La dépendance de l'État vis-à-vis du pétrole s'est étendue ces dernières années au secteur industriel, les industries « continentales » (par opposition à celles de l'offshore) voyant leur part dans le produit national brut diminuer. Les exportations non pétrolières ont perdu des parts de marché et la part du secteur public dans l'emploi total a rapidement augmenté. Ces déséquilibres structurels traduisent les limites d'un développement qui dépend trop, selon les commentateurs, des ventes issues de ressources naturelles. La relance de l'économie continentale figure donc parmi les premières priorités du gouvernement norvégien pour stabiliser et préserver le niveau de vie élevé de la Norvège.

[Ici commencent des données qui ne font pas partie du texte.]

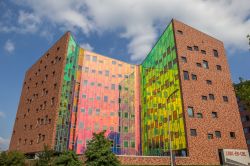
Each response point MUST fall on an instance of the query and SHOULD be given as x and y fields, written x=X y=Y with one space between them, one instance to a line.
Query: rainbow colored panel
x=161 y=106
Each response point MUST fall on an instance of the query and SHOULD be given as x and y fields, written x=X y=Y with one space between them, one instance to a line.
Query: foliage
x=45 y=157
x=13 y=158
x=99 y=152
x=68 y=158
x=242 y=91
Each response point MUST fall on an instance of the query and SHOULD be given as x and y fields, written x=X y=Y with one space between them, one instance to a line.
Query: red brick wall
x=201 y=150
x=54 y=60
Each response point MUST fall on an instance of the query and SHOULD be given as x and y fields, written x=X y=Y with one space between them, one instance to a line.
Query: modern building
x=180 y=98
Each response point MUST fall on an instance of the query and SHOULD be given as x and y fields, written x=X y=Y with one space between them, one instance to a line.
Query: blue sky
x=124 y=30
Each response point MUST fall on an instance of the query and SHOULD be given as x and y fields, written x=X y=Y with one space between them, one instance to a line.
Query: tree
x=45 y=157
x=99 y=152
x=68 y=158
x=13 y=158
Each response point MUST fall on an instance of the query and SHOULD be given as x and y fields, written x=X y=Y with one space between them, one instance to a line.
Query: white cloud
x=86 y=46
x=139 y=20
x=2 y=114
x=9 y=46
x=4 y=143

Malgré la volonté affirmée, de ne pas laisser submerger l'économie norvégienne, les revenus pétroliers nets de l'État ont atteint 16,3 % du produit national brut et 32,6 % de la valeur totale des exportations de biens et de services.

Bien plus, si l'on met à part le secteur pétrolier, on ne peut que constater la modération relative de l'investissement industriel. Celui-ci n'a progressé que de 0,8 % en 1994, alors que l'investissement dans le secteur pétrolier progressait de 9 %.

Les Norvégiens n'inclinent pas, en fait, à amoindrir, au profit d'une intégration européenne, les avantages que leur procure la rente pétrolière et gazière, que les hasards de la géologie leur ont permis de se constituer.

Au rythme actuel d'exploitation, les ressources pétrolières pourraient durer encore une vingtaine d'années. Quant aux ressources gazières, leur maintien en exploitation est évalué à quelque 115 années.

Malgré ces certitudes à terme, la banque centrale norvégienne n'en appelle pas moins à une gestion prudente, soulignant que, d'ici la fin du siècle, les recettes pétrolières diminueront vraisemblablement, en même temps que devrait augmenter le besoin de financement des retraites, des dépenses sociales et de santé. C'est pourquoi il vient de recommander, d'une part, l'affectation à un fonds de tout accroissement des revenus pétroliers et, d'autre part, la poursuite de la politique de réduction du déficit budgétaire hors pétrole.

Enfin, pour remédier à la situation de dépendance croissante dans laquelle se trouvent l'industrie norvégienne ainsi que l'État à l'égard de l'activité pétrolière et gazière (l'exploitation pétrolière représente, en effet. 16 % du produit national brut. 30 % de l'investissement et 40 % des recettes d'exportation), le Gouvernement entend favoriser le développement des investissements productifs, créateurs d'emploi et encourager l'amélioration de la compétitivité du secteur industriel (hors pétrole et gaz), nettement moins compétitifs du fait du niveau des salaires et du faible nombre d'heures travaillées ; on considère, en effet, que la productivité par habitant en Norvège est inférieure de 2 à 5 points à la moyenne européenne. L'industrie devrait bénéficier de mesures d'allégements fiscaux afin de permettre sa restructuration.

Par ailleurs, la décision a été prise d'investir le surplus des revenus pétroliers à l'étranger dans des valeurs sûres à long terme : 10 milliards dès l'année prochaine, et d'ici à la fin du siècle probablement 80 milliards de couronnes norvégiennes. Le Statens Petroleumsfond (Fond pétrolier de l'État) doit gérer ces investissements.

2. Une adhésion qui, en termes de perspective historique, paraît probable : du « cavalier seul » à « l'enfant prodigue » ?

« La route est longue jusqu'à Oslo » dit un adage norvégien. « Plus longue encore jusqu'à Bruxelles » ont ajouté les malicieux.

Le NON au référendum du mois de novembre 1994 a, de façon claire, clos une période. On peut le regretter : c'est ainsi. La Norvège ne devrait pas, selon toute vraisemblance, se poser la question de son adhésion à l'Union européenne avant une décennie.

Pour autant, la perspective est-elle définitivement fermée ? Tel n'est pas le sentiment que votre Mission a retiré de ses entretiens avec les dirigeants économiques et politiques norvégiens. Toute une partie de l'opinion norvégienne -celle qui se consacre à l'exportation ou à l'importation, à l'armement maritime, celle qui se voue à la recherche- est, en fait, favorable à l'adhésion, de même qu'une majorité des décideurs politiques.

Qui sait si, après avoir mesuré les risques de l'isolement en Europe, la Norvège ne se découvrira pas, dans sa majorité, favorable à l'adhésion ? C'est une question de patience.